My guess is you spend 80% of your time trying to help your struggling leaders get better.
They’re producing maybe 20% of your results, but you’re devoting 80% of your time trying to motivate them, get them to show up on time and get them to do what they said they were going to do when they said they were going to do it.
What if that’s a colossal mistake?
What if you spent 80% of your time with the leaders who give you 80% of your organization’s results?
That’s what the best leaders do: they spend 80% of their time with the people who give them 80% of their results.
What do you do with the bottom 20%? Let them go or let them figure it out on their own. Or limit your involvement to 20% of your time.
Your best leaders get better with time and attention. Weak leaders never do.
So, try it…spend 80% of your time on the people that produce 80% of your results.
I know… you’re pushing back. I get that. You think this isn’t a Christian thing to do. I’m not sure you’re right.
You’re afraid that playing favorites isn’t biblical.
Just the opposite. Not playing favorites makes you unfaithful.
I know, I know…. what?????
Moses tried to treat everyone the same, and it almost killed him and wore out the people he led (just read Exodus 18).
The solution? Moses had to learn not to treat everyone the same.
He appointed leaders of thousands, hundreds, fifties, and tens. The result was that Moses met the people’s needs and he got to lead for the rest of his life. His leadership (finally) scaled.

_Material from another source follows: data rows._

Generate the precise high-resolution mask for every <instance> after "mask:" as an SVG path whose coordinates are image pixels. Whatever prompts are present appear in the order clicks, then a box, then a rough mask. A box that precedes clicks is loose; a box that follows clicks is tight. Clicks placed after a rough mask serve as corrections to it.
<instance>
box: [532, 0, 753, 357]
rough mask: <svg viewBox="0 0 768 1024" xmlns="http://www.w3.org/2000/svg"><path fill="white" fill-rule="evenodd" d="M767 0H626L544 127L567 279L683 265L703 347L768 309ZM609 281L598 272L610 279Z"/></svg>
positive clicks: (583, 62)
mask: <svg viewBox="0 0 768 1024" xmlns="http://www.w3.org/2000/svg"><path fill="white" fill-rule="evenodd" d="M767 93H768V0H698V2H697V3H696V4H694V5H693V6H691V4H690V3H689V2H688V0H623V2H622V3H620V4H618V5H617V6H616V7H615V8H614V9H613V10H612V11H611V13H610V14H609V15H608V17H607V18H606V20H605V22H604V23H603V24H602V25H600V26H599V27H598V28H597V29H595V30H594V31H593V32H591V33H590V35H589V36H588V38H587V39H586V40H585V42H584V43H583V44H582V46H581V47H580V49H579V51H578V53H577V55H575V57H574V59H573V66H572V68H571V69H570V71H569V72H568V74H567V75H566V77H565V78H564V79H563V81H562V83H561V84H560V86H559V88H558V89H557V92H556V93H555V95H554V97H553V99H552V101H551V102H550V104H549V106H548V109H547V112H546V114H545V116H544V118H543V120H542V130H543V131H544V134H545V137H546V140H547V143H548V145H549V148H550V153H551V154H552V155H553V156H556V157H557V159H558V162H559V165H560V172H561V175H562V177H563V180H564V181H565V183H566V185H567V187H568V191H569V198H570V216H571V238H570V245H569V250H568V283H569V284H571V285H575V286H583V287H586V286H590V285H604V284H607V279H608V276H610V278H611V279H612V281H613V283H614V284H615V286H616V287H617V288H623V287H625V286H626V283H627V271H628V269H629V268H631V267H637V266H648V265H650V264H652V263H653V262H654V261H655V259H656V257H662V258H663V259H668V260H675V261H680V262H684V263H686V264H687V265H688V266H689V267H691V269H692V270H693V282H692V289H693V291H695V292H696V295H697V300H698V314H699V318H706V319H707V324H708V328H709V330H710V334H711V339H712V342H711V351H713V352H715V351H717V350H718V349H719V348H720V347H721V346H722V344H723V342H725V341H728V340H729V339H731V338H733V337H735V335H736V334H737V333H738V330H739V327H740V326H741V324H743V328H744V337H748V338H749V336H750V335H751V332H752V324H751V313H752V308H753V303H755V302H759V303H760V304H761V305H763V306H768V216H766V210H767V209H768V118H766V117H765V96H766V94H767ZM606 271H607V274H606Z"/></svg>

If you start to look for it as you read, you’ll see organizational principles throughout Scripture (how did Israel become a great nation after all?)
For example, even in the New Testament, Jesus and early Christian leaders didn’t treat everyone alike.
Jesus walked away from people who needed to be healed to get food and rest.
Jesus organized his disciples into circles according to potential impact…groups of 70, 12, 3 (Peter, James, and John) and 1 (Peter) and intentionally spent the most time with those inner circles.
The early church reorganized and moved their principal teachers and preachers away from daily tasks and appointed new leaders, which fueled new growth.
Loving everyone the same does not mean treating everyone the same way.
So, if you want to be more biblically faithful, start treating different people differently.